Plasma brain natriuretic peptide predicts death during hospitalization in acute ischaemic stroke and transient ischaemic attack patients with atrial fibrillation
Version of Record online: 26 MAY 2010
© 2010 The Author(s). European Journal of Neurology © 2010 EFNS
European Journal of Neurology
Volume 18, Issue 1, pages 165–169, January 2011
How to Cite
Shibazaki, K., Kimura, K., Iguchi, Y., Aoki, J., Sakai, K. and Kobayashi, K. (2011), Plasma brain natriuretic peptide predicts death during hospitalization in acute ischaemic stroke and transient ischaemic attack patients with atrial fibrillation. European Journal of Neurology, 18: 165–169. doi: 10.1111/j.1468-1331.2010.03101.x
- Issue online: 15 DEC 2010
- Version of Record online: 26 MAY 2010
- Received 22 November 2009 Accepted 12 April 2010
- atrial fibrillation;
- brain natriuretic peptide;
- in-hospital mortality;
- ischaemic stroke;
- transient ischaemic attack
Background and purpose: Atrial fibrillation (AF) is the most powerful predictor of early death in patients with acute ischaemic stroke. We investigated whether the plasma brain natriuretic peptide (BNP) level on admission can serve as a biological marker of in-hospital death in acute ischaemic stroke and transient ischaemic attack (TIA) patients with AF.
Methods: We prospectively enrolled ischaemic stroke and TIA patients with AF within 24 h of onset and measured plasma BNP on admission. Patients were divided into two groups: the deceased group, who died during hospitalization, and the survival group.

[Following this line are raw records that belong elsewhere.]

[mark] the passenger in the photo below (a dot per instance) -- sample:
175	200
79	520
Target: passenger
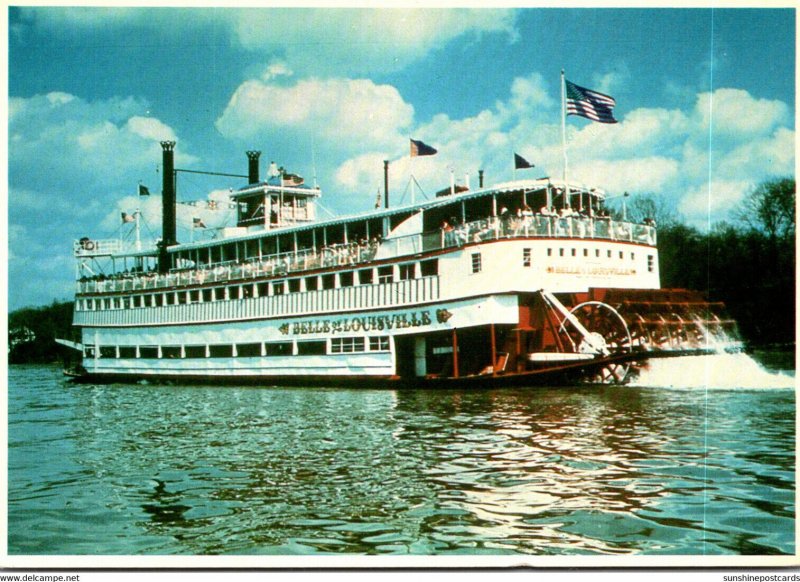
527	218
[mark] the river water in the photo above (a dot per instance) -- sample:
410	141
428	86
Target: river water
703	468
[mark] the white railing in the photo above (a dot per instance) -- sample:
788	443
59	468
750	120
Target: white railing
353	298
490	229
91	247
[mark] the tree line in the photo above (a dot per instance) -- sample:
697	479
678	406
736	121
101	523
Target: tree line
747	263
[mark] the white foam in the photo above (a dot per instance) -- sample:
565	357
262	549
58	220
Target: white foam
720	370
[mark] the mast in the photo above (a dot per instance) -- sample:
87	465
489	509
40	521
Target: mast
136	216
564	135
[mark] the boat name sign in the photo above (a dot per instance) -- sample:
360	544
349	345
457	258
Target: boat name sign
366	323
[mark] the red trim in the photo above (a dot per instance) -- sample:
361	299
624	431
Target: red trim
356	267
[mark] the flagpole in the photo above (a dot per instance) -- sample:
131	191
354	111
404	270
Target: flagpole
413	181
564	135
138	214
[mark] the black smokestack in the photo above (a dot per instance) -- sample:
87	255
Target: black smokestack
252	168
168	201
386	183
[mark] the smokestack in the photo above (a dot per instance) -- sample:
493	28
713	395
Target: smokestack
168	201
386	183
252	172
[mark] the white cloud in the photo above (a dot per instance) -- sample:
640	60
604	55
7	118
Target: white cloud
275	70
735	113
356	114
710	202
378	40
150	128
633	175
65	143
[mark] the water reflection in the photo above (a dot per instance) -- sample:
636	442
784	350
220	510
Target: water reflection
201	470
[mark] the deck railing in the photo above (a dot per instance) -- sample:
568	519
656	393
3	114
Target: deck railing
575	227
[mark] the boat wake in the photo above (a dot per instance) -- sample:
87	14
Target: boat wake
716	371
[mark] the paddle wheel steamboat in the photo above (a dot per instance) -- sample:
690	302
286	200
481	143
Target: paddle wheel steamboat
474	287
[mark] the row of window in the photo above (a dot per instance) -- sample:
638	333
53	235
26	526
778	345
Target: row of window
379	275
338	345
477	262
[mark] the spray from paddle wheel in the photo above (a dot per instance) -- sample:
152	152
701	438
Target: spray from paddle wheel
606	334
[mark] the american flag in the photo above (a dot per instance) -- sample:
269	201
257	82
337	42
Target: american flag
589	104
419	148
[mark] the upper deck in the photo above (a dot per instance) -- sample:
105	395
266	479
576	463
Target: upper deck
385	235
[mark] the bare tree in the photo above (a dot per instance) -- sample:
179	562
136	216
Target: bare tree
770	209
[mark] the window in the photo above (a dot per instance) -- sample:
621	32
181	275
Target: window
127	351
311	348
379	344
148	352
365	277
476	263
429	268
171	352
279	349
346	279
222	351
248	350
385	274
195	351
347	345
407	271
108	351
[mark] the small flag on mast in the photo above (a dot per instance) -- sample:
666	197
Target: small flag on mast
419	148
521	163
590	104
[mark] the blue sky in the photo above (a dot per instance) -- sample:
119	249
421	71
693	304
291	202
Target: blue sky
705	100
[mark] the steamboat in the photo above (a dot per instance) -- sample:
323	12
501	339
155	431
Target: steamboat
473	287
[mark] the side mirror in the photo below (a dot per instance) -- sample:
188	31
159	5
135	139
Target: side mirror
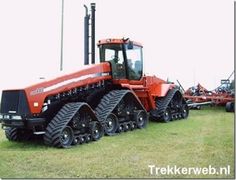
130	45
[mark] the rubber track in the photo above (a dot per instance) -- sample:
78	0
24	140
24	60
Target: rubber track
163	103
109	103
11	134
59	122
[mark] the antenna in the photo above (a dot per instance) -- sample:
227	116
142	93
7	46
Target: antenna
62	26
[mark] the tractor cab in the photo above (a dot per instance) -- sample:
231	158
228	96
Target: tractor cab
124	56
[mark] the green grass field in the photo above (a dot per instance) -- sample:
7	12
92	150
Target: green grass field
206	138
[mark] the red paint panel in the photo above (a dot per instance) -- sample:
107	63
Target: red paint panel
37	94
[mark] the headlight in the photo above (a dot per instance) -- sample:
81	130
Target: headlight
6	117
15	117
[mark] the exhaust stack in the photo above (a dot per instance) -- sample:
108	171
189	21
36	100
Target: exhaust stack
89	28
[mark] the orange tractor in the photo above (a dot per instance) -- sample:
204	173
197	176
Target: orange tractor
110	97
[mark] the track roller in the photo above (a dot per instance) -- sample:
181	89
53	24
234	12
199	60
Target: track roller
121	111
74	124
111	124
171	107
141	118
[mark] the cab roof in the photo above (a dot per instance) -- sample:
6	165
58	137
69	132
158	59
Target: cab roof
117	41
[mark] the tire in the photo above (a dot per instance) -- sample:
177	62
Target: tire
141	119
111	124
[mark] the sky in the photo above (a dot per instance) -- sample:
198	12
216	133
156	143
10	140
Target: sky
188	40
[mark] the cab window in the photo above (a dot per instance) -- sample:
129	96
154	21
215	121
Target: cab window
113	53
134	62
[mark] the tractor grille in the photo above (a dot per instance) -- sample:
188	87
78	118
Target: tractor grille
14	101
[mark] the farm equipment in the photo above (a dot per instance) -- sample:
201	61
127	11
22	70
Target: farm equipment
223	95
110	97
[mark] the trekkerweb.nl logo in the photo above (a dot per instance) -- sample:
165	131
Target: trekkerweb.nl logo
175	170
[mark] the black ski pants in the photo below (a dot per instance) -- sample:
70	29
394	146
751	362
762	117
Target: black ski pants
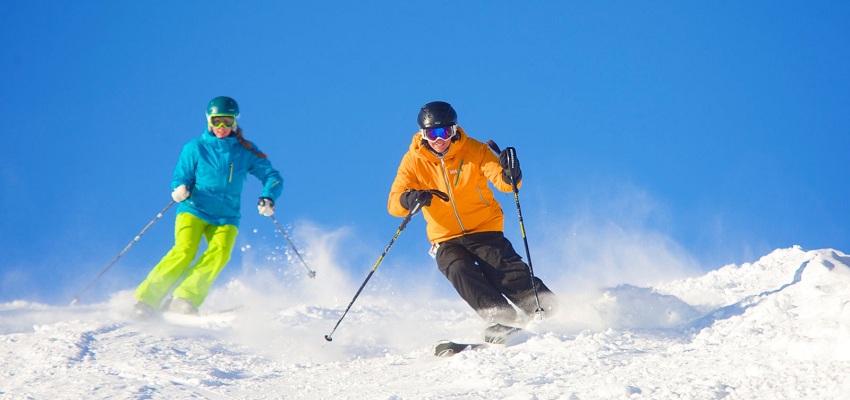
489	275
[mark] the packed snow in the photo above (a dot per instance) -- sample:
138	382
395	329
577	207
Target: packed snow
775	328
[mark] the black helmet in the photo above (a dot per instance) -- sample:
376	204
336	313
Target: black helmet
436	114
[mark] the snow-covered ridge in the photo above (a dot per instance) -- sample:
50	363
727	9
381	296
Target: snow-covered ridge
775	328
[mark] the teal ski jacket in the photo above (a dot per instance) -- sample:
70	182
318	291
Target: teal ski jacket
214	170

The factors associated with in-hospital death were investigated by multivariate logistic regression analysis.
Results: A total of 221 patients with AF were enrolled. Death occurred in 24 (10.9%) patients. The mean ± SD of the plasma BNP level of the deceased group was significantly higher than that of the survival group (714.1 ± 716.3 vs. 320.0 ± 380.7 pg/ml, P < 0.0001). The optimal cutoff level, sensitivity, and specificity of BNP levels to distinguish the deceased group from the survival group were 320 pg/ml, 79.2, and 69.0%, respectively. Multivariate logistic regression analysis demonstrated that age per 10 years increase (OR, 3.56; 95% CI, 1.728–7.346, P = 0.0006), internal carotid artery occlusion (OR, 10.20; 95% CI, 2.525–41.177, P = 0.0011), NIHSS score of >17 (OR, 4.68; 95% CI, 1.137–19.286, P = 0.0325), and plasma BNP level of >320 pg/ml (OR, 4.74; 95% CI, 1.260–17.800, P = 0.0213) were independent factors associated with in-hospital death.
Conclusion: The plasma BNP level on admission can predict in-hospital death in acute ischaemic stroke and TIA patients with AF.